Protection of natural populations
An effective houbara protection
The houbara bustard is legally protected throughout Morocco. However, the species’ wide range, the nature of the environments it inhabits and its popularity with an increasingly number of hunters cannot guarantee effective protection of the birds.
Aware of that situation, in 1995, Sheikh Zayed Bin Sultan Al Nahyan has proposed to the Moroccan authorities a strategy of sustainable management of the North-African houbara bustard and founded the ECWP project. Today this pragmatic, visionary approach enables the implementation of and respect for existing protection measures while at the same time allowing sustainable traditional falconry.
In 1996 a first 1,000 km² zone (Missour region) was totally protected, creating an area where scientists could study the wild populations’ ecology and biology. Since then the Moroccan government has made the zone a permanent reserve for all the wildlife species living there.
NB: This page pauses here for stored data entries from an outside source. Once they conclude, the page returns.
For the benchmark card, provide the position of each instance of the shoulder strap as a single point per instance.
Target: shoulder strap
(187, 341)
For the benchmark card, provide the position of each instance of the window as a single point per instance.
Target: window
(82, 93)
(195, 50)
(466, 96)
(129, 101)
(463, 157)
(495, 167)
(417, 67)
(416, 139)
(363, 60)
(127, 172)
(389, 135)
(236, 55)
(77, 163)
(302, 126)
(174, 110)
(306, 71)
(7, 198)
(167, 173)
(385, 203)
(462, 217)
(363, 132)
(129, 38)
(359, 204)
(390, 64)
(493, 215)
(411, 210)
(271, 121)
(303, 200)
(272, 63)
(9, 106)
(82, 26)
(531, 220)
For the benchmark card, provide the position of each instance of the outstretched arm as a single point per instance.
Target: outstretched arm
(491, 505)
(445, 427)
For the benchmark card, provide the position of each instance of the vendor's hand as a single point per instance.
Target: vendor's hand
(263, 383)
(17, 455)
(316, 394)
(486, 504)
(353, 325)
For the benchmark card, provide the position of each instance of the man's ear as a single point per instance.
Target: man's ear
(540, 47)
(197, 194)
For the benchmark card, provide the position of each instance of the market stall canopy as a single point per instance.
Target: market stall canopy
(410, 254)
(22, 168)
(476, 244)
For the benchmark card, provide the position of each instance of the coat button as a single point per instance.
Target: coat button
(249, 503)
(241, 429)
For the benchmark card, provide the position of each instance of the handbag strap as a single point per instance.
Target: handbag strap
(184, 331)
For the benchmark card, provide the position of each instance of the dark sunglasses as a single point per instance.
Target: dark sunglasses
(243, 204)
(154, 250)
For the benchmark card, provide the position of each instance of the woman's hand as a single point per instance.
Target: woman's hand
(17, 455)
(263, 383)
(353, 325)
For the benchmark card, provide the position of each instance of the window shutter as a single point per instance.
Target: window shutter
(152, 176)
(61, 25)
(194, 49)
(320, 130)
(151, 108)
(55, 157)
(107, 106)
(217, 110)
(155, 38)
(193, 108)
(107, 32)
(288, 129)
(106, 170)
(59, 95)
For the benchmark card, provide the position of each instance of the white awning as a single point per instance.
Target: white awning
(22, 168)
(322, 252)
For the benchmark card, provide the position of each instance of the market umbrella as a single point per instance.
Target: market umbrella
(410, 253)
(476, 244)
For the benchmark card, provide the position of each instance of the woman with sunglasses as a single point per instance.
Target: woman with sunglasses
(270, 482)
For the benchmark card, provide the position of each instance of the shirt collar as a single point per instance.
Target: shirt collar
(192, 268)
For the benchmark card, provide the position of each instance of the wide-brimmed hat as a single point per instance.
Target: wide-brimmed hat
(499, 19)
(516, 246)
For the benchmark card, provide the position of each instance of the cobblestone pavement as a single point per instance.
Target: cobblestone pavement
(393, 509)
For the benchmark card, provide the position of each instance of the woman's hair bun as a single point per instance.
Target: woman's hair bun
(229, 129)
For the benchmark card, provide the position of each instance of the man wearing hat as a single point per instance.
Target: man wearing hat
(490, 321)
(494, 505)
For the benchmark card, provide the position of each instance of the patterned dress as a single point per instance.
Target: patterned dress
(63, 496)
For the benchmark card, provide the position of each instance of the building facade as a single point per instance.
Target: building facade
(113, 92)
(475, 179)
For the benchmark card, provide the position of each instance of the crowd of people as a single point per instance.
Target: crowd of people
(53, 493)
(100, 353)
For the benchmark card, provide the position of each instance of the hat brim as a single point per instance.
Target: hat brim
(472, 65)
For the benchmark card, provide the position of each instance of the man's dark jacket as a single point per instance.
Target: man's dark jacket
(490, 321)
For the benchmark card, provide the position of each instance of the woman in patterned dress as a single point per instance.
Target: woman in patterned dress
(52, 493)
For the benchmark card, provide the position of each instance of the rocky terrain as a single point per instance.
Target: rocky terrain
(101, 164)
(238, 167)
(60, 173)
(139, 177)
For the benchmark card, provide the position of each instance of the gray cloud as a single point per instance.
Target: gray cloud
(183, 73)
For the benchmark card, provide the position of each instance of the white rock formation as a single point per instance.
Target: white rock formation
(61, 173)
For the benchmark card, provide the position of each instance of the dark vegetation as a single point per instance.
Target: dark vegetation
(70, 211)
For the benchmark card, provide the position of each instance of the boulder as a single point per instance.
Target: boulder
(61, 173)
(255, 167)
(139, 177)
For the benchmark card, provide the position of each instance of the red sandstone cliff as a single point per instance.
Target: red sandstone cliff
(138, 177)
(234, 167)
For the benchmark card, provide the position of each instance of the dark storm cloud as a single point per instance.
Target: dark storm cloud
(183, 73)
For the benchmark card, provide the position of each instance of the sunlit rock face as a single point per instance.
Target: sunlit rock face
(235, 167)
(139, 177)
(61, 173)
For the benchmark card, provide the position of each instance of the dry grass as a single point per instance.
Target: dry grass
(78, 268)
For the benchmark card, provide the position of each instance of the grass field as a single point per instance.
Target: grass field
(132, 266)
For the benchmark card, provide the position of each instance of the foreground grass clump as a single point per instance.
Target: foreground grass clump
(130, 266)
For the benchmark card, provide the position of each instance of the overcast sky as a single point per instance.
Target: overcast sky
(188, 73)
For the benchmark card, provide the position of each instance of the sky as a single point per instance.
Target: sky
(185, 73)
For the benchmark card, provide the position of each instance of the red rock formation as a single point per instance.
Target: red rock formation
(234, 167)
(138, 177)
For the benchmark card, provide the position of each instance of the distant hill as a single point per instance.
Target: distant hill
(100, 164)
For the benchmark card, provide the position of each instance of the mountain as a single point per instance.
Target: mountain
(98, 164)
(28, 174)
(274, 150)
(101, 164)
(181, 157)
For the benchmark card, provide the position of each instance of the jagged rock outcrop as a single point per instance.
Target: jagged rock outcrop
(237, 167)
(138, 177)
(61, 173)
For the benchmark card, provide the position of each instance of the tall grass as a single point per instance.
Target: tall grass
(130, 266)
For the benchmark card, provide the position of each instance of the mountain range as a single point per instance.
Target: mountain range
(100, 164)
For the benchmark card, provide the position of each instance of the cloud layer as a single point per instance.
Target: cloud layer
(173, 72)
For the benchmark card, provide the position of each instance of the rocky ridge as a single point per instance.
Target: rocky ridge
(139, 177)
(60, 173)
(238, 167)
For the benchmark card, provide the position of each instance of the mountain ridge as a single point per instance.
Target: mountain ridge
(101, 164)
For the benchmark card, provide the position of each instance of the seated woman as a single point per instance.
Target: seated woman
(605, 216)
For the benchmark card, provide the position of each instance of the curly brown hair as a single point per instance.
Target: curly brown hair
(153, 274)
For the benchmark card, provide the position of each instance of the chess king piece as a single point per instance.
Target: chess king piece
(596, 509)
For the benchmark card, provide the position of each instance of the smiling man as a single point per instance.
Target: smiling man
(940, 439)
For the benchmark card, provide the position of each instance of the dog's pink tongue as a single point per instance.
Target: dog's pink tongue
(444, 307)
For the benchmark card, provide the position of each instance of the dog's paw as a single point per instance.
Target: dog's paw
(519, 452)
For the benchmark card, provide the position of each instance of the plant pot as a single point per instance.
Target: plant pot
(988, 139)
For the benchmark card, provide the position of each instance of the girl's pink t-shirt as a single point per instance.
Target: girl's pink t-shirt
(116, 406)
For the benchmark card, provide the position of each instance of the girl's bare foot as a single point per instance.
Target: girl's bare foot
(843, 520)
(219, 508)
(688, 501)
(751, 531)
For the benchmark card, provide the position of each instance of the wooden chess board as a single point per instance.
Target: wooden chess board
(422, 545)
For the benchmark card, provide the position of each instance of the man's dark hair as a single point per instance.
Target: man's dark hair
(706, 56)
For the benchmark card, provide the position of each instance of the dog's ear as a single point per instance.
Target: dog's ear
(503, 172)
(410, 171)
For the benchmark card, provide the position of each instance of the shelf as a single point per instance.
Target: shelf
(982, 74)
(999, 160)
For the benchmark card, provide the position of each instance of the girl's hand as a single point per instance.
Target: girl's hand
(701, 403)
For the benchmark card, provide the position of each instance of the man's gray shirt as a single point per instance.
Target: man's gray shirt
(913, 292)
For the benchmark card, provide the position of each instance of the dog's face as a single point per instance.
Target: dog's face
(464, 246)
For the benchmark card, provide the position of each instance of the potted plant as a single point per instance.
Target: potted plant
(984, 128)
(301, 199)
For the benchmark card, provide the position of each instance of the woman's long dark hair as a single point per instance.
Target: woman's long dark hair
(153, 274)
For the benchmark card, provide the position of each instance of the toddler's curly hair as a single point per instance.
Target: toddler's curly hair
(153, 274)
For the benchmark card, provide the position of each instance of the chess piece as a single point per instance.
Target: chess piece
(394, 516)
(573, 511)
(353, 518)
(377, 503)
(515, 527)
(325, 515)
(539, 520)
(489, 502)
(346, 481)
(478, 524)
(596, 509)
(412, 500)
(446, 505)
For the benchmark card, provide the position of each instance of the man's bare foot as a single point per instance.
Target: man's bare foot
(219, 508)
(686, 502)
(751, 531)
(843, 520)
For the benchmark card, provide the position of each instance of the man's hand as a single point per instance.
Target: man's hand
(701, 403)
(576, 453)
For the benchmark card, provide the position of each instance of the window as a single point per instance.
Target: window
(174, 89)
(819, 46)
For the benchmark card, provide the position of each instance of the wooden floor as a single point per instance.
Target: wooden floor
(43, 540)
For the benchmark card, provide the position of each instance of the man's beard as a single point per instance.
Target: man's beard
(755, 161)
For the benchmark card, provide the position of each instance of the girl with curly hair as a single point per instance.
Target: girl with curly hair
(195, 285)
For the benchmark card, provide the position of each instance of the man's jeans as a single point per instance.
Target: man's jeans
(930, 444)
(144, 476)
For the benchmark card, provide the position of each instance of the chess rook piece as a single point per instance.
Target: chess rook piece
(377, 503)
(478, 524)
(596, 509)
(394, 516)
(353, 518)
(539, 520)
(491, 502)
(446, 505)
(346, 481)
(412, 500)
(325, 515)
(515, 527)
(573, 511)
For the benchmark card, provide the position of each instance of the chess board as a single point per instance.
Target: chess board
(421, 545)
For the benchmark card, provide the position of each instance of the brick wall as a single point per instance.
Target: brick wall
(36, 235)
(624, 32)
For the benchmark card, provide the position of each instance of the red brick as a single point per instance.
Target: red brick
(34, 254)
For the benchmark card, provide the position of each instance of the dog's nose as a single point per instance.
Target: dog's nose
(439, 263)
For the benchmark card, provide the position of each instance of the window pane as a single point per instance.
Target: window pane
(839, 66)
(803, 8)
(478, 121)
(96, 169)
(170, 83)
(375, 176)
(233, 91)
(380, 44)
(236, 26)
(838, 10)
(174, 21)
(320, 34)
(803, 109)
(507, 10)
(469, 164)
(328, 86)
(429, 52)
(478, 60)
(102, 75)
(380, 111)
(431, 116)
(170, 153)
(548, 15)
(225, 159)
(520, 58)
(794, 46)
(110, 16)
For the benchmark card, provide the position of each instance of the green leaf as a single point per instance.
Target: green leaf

In February 2002, based on the results of ecology programs, an additional, 14,500 km² network of protected areas towards falconry — over one-third of the ECWP’s intervention zone — was established. Today those areas are authentic sanctuaries where natural breeding populations of houbara bustards contribute significantly to the species recovery.
Setting up a surveillance network
A network of observers, including gamekeepers, monitors the entire zone managed by ECWP and ensures the integrity of the ECWP protected areas. They complement the Moroccan authorities’ general surveillance efforts to prevent poaching on houbara. In addition to its essential preventive role, the network, which is made up of men born in the surrounding area, is a precious aid in communicating the project’s actions in the field. The gamekeepers support the ECWP’s ecology programs by helping to inform local populations and raising their awareness every day.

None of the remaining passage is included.